For some, the place is the Antica Pizzeria Da Michele near the Tribunali, which has been in business since 1870. For others, it’s the young heir to a glorious, pizza-making dynasty, Gino Sorbillo. And some Neapolitan gourmands have no doubt: pure excellence at the pizzeria La Notizia, owned by Enzo Coccia. And of course, there are many who keep their favourite pizza place a closely guarded secret that they’d never reveal even under torture.
If it’s impossible to decide upon the best place to eat pizza in Naples, there is an exact formula that makes a pizza truly authentic. There are certain necessary ingredients, a precise way it should be cooked and a set of rules for the perfect dough. If, that is, you are looking for a Neapolitan pizza in the STG tradition (which stands for specialità tradizionale garantita), recognised by the European Union.
The formula is tomato, mozzarella (or else buffalo mozzeralla), basil and oil. And it must be cooked in a wood-fired oven at 485°C for about 90 seconds. Just listen to a maestro like Enzo Coccia talk passionately about the magic of making the dough, and you’ll understand how much culture there is in this deceptively “simple” dish. «Years ago, Gualtiero Marchesi told me,» recounts Coccia, referring to the icon of Italian chefs, «that culture and knowledge is needed in the world of pizza.»

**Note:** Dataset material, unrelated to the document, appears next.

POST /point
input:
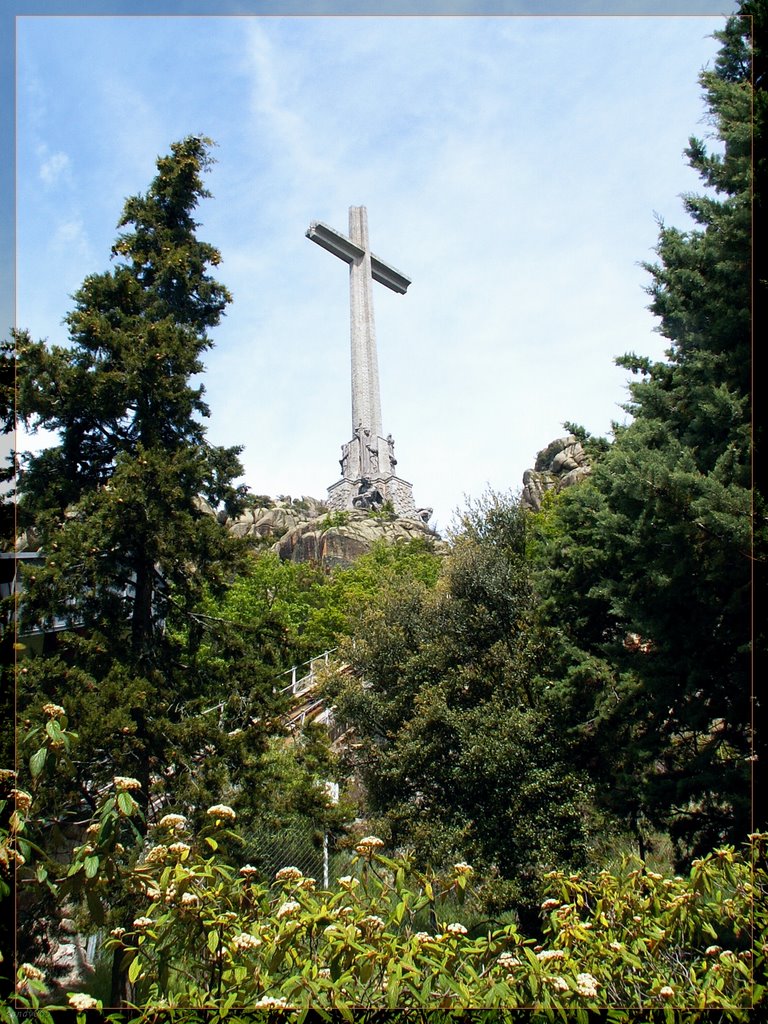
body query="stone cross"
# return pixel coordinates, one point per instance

What does that mean? It’s simple. In Italy, as in the rest of the world, pizza has been taken for granted. It’s made and eaten from Ohio to Shanghai, from Switzerland to South Africa. It’s one of the most common dishes in the world, a symbol of globalisation. But few people, almost nobody, ever reflects on what a pizza truly is. How it was created, what it’s made of, how it can be elevated from an often indecent street food to a gourmet meal. And the same thing is happening to pizza that has already happened to pasta: a revolution of sorts, from a “poor” dish, often badly-made, to a creative laboratory. And an object of study – starting from its history.

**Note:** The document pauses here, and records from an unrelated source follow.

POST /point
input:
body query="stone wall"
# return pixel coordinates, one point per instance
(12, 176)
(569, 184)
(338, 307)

Pizza was born as a poor person’s meal made from two ingredients: hunger and the land. It was born from the function of feeding oneself with little money and with what one could find in the countryside. The leftover dough from bread became a thin disc onto which one put everything the land produced: oil and vegetables. The cheese came later. It was the cookRaffaele Esposito, who, in 1889, first put mozzarella on top of tomato with a bit of basil. They were the colours of the Italian flag – white, red and green – which was a tribute to Queen Margherita, and thus came the name of the most traditional, most beloved pizza – the margherita. Since then, many things have changed. Today, a group of master pizza makers, whose portraits you can see in the gallery below, are taking another look at that tradition. They are trying to understand the essence of pizza and bring it to new standards of excellence, by following two paths. The first, is recuperating the old traditions. Artists like Coccia, Sorbillo and Franco Pepe are keeping the ancient technique of pizza making alive and well in Naples. They are uncovering old recipes. Others, however, are looking for new paths, but always respecting the base ingredients. This, however, is happening outside of Naples – because there, history and tradition is considered too important.

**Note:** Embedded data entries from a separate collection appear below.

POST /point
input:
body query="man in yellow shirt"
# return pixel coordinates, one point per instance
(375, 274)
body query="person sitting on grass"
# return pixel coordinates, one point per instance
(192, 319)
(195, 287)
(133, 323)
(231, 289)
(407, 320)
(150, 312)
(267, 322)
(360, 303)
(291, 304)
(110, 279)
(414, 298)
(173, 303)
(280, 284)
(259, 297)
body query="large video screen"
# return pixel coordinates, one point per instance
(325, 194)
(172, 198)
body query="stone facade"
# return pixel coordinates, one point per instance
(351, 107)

If you are curious about the new pizza makers, you should go to Rome, and seek out Gabriele Bonci. Or to L'Aquila, where a young chef is conducting interesting research with regards to dough and condiments. Her name isMarzia Buzzanca, and hers is a “social” pizza, along with being a gourmet dish. She decided to open her pizzeria in the uninhabited centre of the city that was devastated by the earthquake on April 6th, 2010 in the Abruzzo region of Italy. Her creations are treated with the same care as haute cuisine: the dough is like a canvas onto which she paints, using local ingredients like cold cuts, cheeses, anchovies and ricotta. She also “contaminates” the dish with more exotic ingredients. The polar opposite of the Neapolitan pizza can be found in the creative pizza of Verona, where chef Simone Padoan is pushing the boundaries even further, offering an emotional, surprising pizza with new ingredients like raw shrimp, fennel, green apples, foie gras, turnip greens and liquorice. Along with lard, sprouts and pistachios. But it’s done with an obsessive attention to quality. This is the revolution of the new Italian pizza, and it’s a revolution we welcome with joy.